Relying on third-party certification

RWE’s Simon Pansart tells e-tech about how IECRE (IEC System for Certification to Standards Relating to Equipment for Use in Renewable Energy Applications) creates value for his company at a moment when hurricanes around the world are putting wind energy systems under pressure. Testing and certifying systems against the IEC 61400 Standards developed by IEC Technical Committee 88 is more indispensable than ever.

An engineer sitting on top of a wind turbine

What is your role at RWE?

I am a wind turbine engineer at RWE, one of the world's leading renewable energy players and the number two in offshore wind. In RWE’s Turbine Systems Engineering Division, we contribute to the development and construction of our future wind farms. Amongst many other aspects, this includes everything related to certification. Furthermore, I have frequently been involved in solving technical problems during the operation of wind turbines, so I am conscious of the technical reliability issues that a meaningful certification scheme should address.

How does RWE view the IECRE conformity assessment scheme? How beneficial is it to the company?

The IECRE certification scheme, along with the technical IEC Standards, is one of the fundamental pillars in this regard. We heavily rely on the assessment quality provided by certification bodies and test laboratories, because in most cases we, as end users, will not have access to relevant technical details that are needed to conduct a meaningful evaluation of the design, manufacturing and testing of a wind turbine. Especially for type certification, this creates real value for our company.

What RWE systems are tested within the scheme?

For many of our offshore wind farms, RWE is directly applying for project certification according to IECRE OD-502. And for all of our wind farms, onshore and offshore, we will require our suppliers to provide turbines that are type-certified according to IECRE OD-501.

Which testing labs/facilities are used?

RWE has been contracting several accepted IECRE certification bodies (ed: the full list of IECRE certification bodies can be found here).

What improvements to the scheme, if any, would RWE suggest?
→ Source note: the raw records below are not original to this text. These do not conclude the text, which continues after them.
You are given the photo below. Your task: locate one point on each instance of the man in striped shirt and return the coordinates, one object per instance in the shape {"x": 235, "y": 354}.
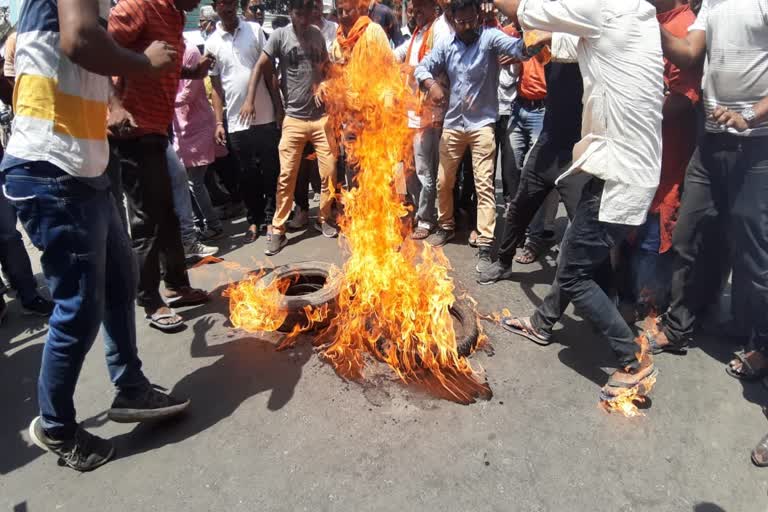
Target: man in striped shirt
{"x": 141, "y": 112}
{"x": 53, "y": 173}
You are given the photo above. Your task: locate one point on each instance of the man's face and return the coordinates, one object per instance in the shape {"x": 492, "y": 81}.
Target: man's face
{"x": 302, "y": 18}
{"x": 423, "y": 11}
{"x": 466, "y": 22}
{"x": 349, "y": 13}
{"x": 227, "y": 10}
{"x": 187, "y": 5}
{"x": 255, "y": 10}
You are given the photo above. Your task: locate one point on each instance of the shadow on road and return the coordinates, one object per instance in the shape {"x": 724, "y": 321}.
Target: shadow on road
{"x": 245, "y": 367}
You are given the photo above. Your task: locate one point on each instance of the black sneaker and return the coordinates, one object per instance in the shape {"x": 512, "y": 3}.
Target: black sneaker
{"x": 84, "y": 452}
{"x": 440, "y": 237}
{"x": 38, "y": 307}
{"x": 484, "y": 261}
{"x": 275, "y": 244}
{"x": 327, "y": 229}
{"x": 496, "y": 272}
{"x": 149, "y": 404}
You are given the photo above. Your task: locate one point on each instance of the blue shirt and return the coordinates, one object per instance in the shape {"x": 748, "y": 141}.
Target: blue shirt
{"x": 473, "y": 72}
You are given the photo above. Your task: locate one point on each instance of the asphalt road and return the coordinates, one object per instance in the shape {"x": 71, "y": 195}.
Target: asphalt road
{"x": 280, "y": 431}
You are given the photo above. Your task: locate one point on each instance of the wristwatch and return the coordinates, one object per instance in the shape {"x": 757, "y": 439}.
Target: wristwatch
{"x": 749, "y": 115}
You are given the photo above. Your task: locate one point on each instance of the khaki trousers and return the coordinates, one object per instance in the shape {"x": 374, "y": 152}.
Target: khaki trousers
{"x": 482, "y": 144}
{"x": 296, "y": 134}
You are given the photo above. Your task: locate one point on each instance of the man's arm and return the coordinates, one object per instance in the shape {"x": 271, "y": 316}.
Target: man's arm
{"x": 85, "y": 42}
{"x": 217, "y": 98}
{"x": 684, "y": 53}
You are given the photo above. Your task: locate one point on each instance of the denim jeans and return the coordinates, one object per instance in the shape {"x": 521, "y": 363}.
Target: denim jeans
{"x": 725, "y": 197}
{"x": 182, "y": 201}
{"x": 546, "y": 162}
{"x": 13, "y": 255}
{"x": 201, "y": 197}
{"x": 256, "y": 151}
{"x": 586, "y": 248}
{"x": 523, "y": 131}
{"x": 426, "y": 155}
{"x": 91, "y": 272}
{"x": 154, "y": 224}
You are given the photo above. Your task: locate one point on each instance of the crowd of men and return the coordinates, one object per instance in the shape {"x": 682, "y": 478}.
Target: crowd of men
{"x": 647, "y": 119}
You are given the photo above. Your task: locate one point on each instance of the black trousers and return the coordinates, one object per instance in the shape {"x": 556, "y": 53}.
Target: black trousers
{"x": 154, "y": 226}
{"x": 584, "y": 253}
{"x": 546, "y": 162}
{"x": 725, "y": 198}
{"x": 256, "y": 152}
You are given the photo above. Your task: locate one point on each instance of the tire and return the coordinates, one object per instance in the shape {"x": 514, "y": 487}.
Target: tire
{"x": 309, "y": 287}
{"x": 465, "y": 326}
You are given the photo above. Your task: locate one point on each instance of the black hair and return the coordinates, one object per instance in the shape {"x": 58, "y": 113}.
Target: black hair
{"x": 300, "y": 4}
{"x": 457, "y": 5}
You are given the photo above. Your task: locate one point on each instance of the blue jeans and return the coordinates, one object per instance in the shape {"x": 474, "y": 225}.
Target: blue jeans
{"x": 91, "y": 271}
{"x": 13, "y": 255}
{"x": 426, "y": 155}
{"x": 182, "y": 201}
{"x": 525, "y": 125}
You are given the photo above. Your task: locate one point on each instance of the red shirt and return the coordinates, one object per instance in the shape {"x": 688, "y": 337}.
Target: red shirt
{"x": 135, "y": 24}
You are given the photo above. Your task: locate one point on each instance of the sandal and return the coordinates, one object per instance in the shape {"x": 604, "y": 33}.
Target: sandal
{"x": 156, "y": 320}
{"x": 760, "y": 453}
{"x": 616, "y": 386}
{"x": 529, "y": 254}
{"x": 523, "y": 327}
{"x": 747, "y": 371}
{"x": 680, "y": 347}
{"x": 187, "y": 296}
{"x": 420, "y": 233}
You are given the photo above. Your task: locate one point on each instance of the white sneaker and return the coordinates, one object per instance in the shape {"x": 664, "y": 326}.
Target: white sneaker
{"x": 300, "y": 219}
{"x": 199, "y": 250}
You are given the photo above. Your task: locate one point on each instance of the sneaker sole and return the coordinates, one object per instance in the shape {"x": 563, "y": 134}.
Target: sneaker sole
{"x": 143, "y": 415}
{"x": 40, "y": 444}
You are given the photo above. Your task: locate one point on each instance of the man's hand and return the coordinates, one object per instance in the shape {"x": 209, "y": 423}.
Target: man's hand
{"x": 247, "y": 112}
{"x": 161, "y": 55}
{"x": 120, "y": 122}
{"x": 729, "y": 118}
{"x": 221, "y": 135}
{"x": 436, "y": 94}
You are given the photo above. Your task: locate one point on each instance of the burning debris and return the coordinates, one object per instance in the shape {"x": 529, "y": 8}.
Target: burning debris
{"x": 395, "y": 296}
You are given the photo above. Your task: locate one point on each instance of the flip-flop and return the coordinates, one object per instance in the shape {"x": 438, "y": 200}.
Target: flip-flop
{"x": 188, "y": 297}
{"x": 751, "y": 374}
{"x": 526, "y": 330}
{"x": 155, "y": 321}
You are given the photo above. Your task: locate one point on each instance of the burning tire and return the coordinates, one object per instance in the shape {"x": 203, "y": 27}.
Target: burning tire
{"x": 309, "y": 286}
{"x": 465, "y": 326}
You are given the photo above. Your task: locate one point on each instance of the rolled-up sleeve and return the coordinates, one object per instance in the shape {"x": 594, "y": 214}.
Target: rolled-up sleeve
{"x": 582, "y": 18}
{"x": 432, "y": 64}
{"x": 507, "y": 45}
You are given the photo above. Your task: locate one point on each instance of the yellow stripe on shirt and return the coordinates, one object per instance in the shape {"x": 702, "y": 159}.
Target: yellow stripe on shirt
{"x": 38, "y": 97}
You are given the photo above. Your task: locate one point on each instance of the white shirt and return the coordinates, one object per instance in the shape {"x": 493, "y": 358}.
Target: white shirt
{"x": 737, "y": 51}
{"x": 618, "y": 46}
{"x": 236, "y": 55}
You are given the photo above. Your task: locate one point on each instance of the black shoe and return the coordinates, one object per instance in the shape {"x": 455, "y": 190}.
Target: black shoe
{"x": 484, "y": 261}
{"x": 275, "y": 244}
{"x": 83, "y": 452}
{"x": 440, "y": 237}
{"x": 496, "y": 272}
{"x": 38, "y": 307}
{"x": 148, "y": 404}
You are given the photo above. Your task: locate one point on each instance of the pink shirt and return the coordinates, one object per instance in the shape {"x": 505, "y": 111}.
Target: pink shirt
{"x": 194, "y": 124}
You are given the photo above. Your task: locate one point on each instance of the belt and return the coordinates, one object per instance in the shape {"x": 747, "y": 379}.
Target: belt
{"x": 531, "y": 104}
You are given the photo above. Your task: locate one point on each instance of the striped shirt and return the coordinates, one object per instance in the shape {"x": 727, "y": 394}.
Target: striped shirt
{"x": 61, "y": 109}
{"x": 737, "y": 51}
{"x": 135, "y": 24}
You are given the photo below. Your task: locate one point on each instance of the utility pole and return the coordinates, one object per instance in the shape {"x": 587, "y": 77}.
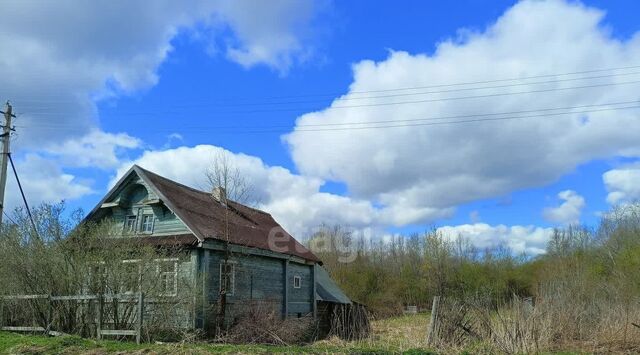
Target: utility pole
{"x": 6, "y": 139}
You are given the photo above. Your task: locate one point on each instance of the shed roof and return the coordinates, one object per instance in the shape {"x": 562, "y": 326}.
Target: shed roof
{"x": 206, "y": 217}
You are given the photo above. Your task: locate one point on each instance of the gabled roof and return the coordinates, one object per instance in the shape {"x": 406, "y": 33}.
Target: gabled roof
{"x": 207, "y": 218}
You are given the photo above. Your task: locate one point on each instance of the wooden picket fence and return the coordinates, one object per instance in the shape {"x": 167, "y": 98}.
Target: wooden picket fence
{"x": 100, "y": 299}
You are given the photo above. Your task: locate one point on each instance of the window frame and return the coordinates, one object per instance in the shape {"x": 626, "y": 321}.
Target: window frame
{"x": 173, "y": 273}
{"x": 132, "y": 230}
{"x": 143, "y": 223}
{"x": 232, "y": 277}
{"x": 139, "y": 276}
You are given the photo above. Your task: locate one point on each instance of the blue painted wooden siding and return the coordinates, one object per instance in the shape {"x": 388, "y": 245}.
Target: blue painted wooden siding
{"x": 133, "y": 199}
{"x": 261, "y": 279}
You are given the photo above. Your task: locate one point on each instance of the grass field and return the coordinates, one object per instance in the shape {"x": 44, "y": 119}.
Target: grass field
{"x": 395, "y": 335}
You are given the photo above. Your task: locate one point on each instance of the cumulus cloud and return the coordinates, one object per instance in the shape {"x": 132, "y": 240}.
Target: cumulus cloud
{"x": 43, "y": 181}
{"x": 529, "y": 240}
{"x": 81, "y": 52}
{"x": 424, "y": 172}
{"x": 295, "y": 201}
{"x": 96, "y": 149}
{"x": 623, "y": 184}
{"x": 569, "y": 211}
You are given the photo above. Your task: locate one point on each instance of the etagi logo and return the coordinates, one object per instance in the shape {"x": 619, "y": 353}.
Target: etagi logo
{"x": 339, "y": 241}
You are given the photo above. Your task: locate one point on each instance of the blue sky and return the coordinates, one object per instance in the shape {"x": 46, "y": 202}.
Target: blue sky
{"x": 168, "y": 86}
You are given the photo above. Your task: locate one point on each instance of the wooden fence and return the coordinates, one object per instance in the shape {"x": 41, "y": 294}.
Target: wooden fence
{"x": 100, "y": 299}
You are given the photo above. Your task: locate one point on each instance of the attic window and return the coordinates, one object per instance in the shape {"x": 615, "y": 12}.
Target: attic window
{"x": 168, "y": 273}
{"x": 227, "y": 277}
{"x": 147, "y": 223}
{"x": 130, "y": 224}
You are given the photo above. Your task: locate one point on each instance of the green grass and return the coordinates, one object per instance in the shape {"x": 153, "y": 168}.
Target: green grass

We will welcome any measures that aim at improving the quality, rigour, consistency and transparency of the evaluation work carried out by the test laboratories and certification bodies. For example, more concrete guidance or rules about how certification bodies report their conclusions, and how these could be made available to end users, will improve transparency, as well as the value provided by certification.

How did RWE become involved with the scheme in the first place?

RWE is a long-standing end user of IEC-certified products and has participated in the scheme since its implementation. RWE is also actively contributing to IECRE’s various working groups and stakeholder groups.


Photo of Simon Pansart
Simon Pansart is a wind turbine engineer at RWE.